The line deriving(Eq,Show) means that you can now do this:
Prelude BST> Tree 'a' Empty Empty
Tree 'a' Empty Empty
Prelude BST> let a = Tree 'a' Empty Empty
Prelude BST> a
Tree 'a' Empty Empty
Prelude BST> let b = Tree 'b' Empty Empty
Prelude BST> b
Tree 'b' Empty Empty
Prelude BST> a == b
False
Prelude BST> let c = Tree 'c' a b
Prelude BST> let d = Tree 'c' a b
Prelude BST> c == d
True
All this is guaranteed at compile time. Moreover, the haskell version is much more readable.

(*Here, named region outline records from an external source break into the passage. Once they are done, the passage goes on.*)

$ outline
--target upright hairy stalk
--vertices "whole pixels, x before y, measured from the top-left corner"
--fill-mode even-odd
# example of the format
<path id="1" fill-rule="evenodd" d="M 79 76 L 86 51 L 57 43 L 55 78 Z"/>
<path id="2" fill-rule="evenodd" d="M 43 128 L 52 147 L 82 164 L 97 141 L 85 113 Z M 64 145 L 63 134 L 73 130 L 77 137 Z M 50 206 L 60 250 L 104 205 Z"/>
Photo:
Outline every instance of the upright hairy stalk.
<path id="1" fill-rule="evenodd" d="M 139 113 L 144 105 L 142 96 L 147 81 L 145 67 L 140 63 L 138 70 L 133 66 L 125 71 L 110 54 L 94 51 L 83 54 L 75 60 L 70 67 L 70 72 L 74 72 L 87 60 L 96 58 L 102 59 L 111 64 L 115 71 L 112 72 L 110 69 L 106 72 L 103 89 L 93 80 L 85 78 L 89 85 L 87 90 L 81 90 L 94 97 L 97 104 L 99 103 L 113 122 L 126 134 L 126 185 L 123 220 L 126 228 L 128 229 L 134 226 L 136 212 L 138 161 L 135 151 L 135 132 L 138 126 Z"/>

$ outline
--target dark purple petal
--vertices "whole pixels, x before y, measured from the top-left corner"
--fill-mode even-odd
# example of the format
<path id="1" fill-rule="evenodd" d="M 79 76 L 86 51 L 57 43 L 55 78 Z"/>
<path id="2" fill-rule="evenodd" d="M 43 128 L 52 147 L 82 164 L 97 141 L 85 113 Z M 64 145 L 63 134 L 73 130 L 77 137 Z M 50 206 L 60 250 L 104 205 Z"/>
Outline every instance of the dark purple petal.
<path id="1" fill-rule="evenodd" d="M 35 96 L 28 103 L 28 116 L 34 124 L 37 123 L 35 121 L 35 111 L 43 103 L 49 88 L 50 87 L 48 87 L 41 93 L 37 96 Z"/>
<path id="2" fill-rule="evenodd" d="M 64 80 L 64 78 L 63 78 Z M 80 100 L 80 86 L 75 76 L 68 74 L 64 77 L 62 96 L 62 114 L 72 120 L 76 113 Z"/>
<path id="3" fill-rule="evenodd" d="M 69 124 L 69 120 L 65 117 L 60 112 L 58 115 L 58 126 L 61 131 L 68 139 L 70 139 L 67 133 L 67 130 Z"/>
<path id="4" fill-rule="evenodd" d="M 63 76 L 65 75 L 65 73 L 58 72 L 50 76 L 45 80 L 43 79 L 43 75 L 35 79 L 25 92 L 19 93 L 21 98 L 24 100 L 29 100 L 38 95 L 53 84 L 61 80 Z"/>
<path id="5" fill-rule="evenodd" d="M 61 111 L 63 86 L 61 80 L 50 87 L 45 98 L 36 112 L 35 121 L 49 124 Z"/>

The use of modules removes unnecessary function prefixing, and there is no doubt about what the arguments to functions are when they are pattern matched.
Curiously, though, the arc version actually has less tokens by my measurement
but here is the interesting thing- now lets count just the unique tokens
bst.arc 41
bst.hs 47
This is in part due to haskell's pattern matching semantics where the same function definition is repeated multiple times, and the '|' character is repeatedly used. Also, there are more functions in the arc version, and in both pieces of code, variable names are usually one character and function names have multiple characters.
A more balanced tree will speed up 'find' and 'insert'. If those actions are performed far more often than 'remove', it would indeed be a good idea. Without knowing the use case, I cannot say which I would prefer.